Finding the Lattent heat of Hellium - a lab experiment.

[dana.e]

Homework Statement

During a lab experiment my partner and I measured the average (taken from 6 measurements) time it took for 1 litter of liquid hellium to evaporate with and without adding heat to the system. We find out that without heating it took 54.16 seconds for 1 litter of hellium to evaporate, and with adding 100mW it took 40.16 seconds.
Our purpose is to find the lattent heat of hellium using the Clausius–Clapeyron relation.

We found that volume of 1.84*10^-5 m^3 evaporated in 1 second.
The temperate of the system was 3.71K and the pressure was 454 torr (= 60528.19 pascal). for dP/dT in the equation we took the temperature and pressure in that area- T2=3.7K, P2=450 torr (=59994.9 pascal) giving gradient of dP/dT= 53328.8 pascal/K.

Homework Equations

The relation of Clausius–Clapeyron is: dP/dT=L/(T*Vg) where dP/dT is the gradient calculated above, L is the lattent heat we want to find, T is the the system's temperature, and Vg is the volume of the Hellium gas which was evaporated per mass.

The lattent heat is also given by L=Q/m, where Q is the amount of heat that is used to change the state of the hellium from liquid to gas, and m is the mass.

The Attempt at a Solution

We calculated the number of moles in hellium gas using the connection PV=n*Kb*T, avogadro number (N0= 6.022*10^23) and the molar mass of hellium (M= 4.002602*10^-3 Kg) where P is the pressure, V is the volume, n is the number of moles, Kb is the constant Kb= 1.38*10^-23, finding that n=0.036, and the mass is 0.000144Kg.

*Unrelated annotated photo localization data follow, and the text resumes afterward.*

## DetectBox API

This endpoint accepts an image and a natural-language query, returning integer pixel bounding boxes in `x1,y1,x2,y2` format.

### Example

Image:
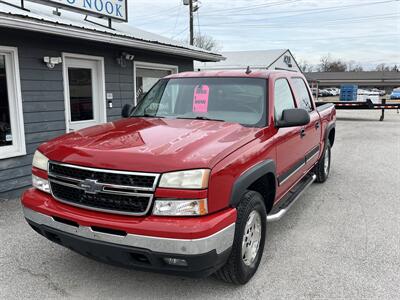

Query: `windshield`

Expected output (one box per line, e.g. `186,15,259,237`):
131,77,267,127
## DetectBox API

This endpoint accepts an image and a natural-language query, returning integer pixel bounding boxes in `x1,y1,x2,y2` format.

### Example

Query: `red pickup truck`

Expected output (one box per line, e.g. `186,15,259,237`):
22,70,336,284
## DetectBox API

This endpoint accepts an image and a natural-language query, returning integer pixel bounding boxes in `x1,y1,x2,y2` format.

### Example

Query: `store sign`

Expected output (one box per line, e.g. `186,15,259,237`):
29,0,128,21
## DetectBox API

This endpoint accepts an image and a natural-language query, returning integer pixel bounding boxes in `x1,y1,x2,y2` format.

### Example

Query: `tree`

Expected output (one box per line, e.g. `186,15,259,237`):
318,55,347,72
348,61,363,72
376,63,390,71
193,34,221,52
298,60,314,72
351,65,364,72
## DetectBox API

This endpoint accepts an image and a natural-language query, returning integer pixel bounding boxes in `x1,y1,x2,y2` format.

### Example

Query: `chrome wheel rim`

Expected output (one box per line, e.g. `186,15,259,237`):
324,147,330,176
242,210,262,266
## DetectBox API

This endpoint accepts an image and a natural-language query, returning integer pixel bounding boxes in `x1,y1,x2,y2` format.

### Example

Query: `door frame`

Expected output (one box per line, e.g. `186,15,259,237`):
0,46,26,159
62,53,106,133
133,61,178,106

By putting the measured values in the Clausius–Clapeyron relation with no heat added, we got an approximated value of L=25333J/Kg, where the theoretical value is 21000J/kg.
The major problem arised when we calculated the lattent heat with the addition of Q=100mW. From L=Q/m the power we added to the system is P=693.5W.
The value of the total lattent heat which was measure is 34163.85J/Kg, which is not correlating to the lattent heat we calculated when we didn't add heat to the system + the heat we added.

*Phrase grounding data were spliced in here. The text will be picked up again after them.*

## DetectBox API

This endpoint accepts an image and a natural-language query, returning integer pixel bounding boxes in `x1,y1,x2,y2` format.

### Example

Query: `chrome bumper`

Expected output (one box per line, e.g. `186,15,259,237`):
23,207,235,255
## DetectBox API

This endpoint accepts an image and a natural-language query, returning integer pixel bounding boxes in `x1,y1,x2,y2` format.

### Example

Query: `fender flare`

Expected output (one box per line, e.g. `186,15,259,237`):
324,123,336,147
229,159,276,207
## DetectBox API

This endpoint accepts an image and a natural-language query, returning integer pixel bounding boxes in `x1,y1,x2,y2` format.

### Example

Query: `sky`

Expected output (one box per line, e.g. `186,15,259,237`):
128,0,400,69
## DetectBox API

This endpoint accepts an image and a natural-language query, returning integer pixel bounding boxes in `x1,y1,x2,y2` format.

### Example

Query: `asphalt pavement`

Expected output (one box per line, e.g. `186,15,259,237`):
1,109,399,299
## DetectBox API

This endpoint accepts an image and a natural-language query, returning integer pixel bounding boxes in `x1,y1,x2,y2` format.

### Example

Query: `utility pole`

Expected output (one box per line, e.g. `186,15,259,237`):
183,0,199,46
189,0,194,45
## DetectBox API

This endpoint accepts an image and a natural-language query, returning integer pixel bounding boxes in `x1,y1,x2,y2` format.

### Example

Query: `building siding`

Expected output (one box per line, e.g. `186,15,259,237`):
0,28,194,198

We wanted to know if our approach was right, what could have cause such big differences of the values we calculated, and if there is any other way to calcue the lattent heat using the Clausius–Clapeyron relation.

Thanks,
Dana.

 

[mark726]

Dear Dana,

Thank you for sharing your experiment and calculations with us. It seems like you have taken a good approach to finding the lattent heat of helium using the Clausius–Clapeyron relation. However, there are a few things that could be causing the discrepancies in your results.

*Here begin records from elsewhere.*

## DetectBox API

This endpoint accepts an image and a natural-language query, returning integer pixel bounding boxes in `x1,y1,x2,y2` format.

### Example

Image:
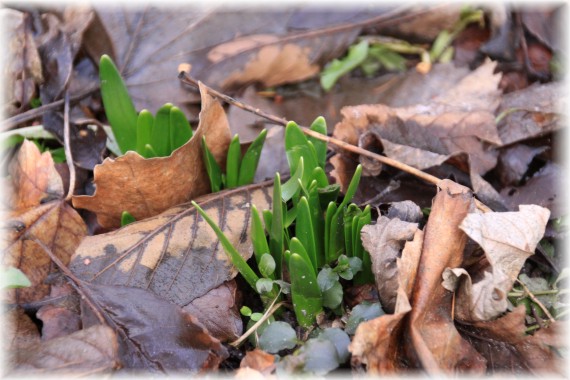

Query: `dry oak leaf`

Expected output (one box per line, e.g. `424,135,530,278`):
350,227,423,374
442,204,550,322
458,305,565,375
360,216,419,313
1,140,86,304
11,324,120,375
70,182,273,341
72,82,231,229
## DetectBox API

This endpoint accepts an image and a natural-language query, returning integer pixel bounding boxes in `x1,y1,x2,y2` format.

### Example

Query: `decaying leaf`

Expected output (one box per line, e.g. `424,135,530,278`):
70,182,273,328
83,283,227,372
4,307,41,355
350,226,423,373
360,216,419,313
240,349,276,375
497,82,564,145
458,306,565,375
330,60,504,208
72,82,231,228
442,204,550,322
183,280,242,342
1,9,43,116
407,180,485,374
1,141,86,304
11,325,119,375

Firstly, it is important to make sure that all your measurements are accurate. Small errors in measurement can lead to significant differences in the final results. Double-check your measurements and calculations to ensure they are correct.

Another factor to consider is the experimental setup. Was the system completely closed and insulated from outside influences? Any external heat or pressure changes could affect the results. It would also be helpful to know the specific method you used to add heat to the system. Was it a steady and controlled addition of heat or was it applied all at once? This could also impact the results.

Additionally, it is important to note that the Clausius–Clapeyron relation is an approximation and may not give exact results. There could be other factors at play that are not accounted for in the equation.

One way to validate your results could be to compare them with other sources or previous experiments on the lattent heat of helium. This can help identify any potential errors or discrepancies in your experiment.

Overall, your approach seems reasonable and it is possible that the discrepancies in your results could be due to experimental errors. I would recommend reviewing your measurements and experimental setup to ensure accuracy, and also comparing your results with other sources. I hope this helps and good luck with your experiment!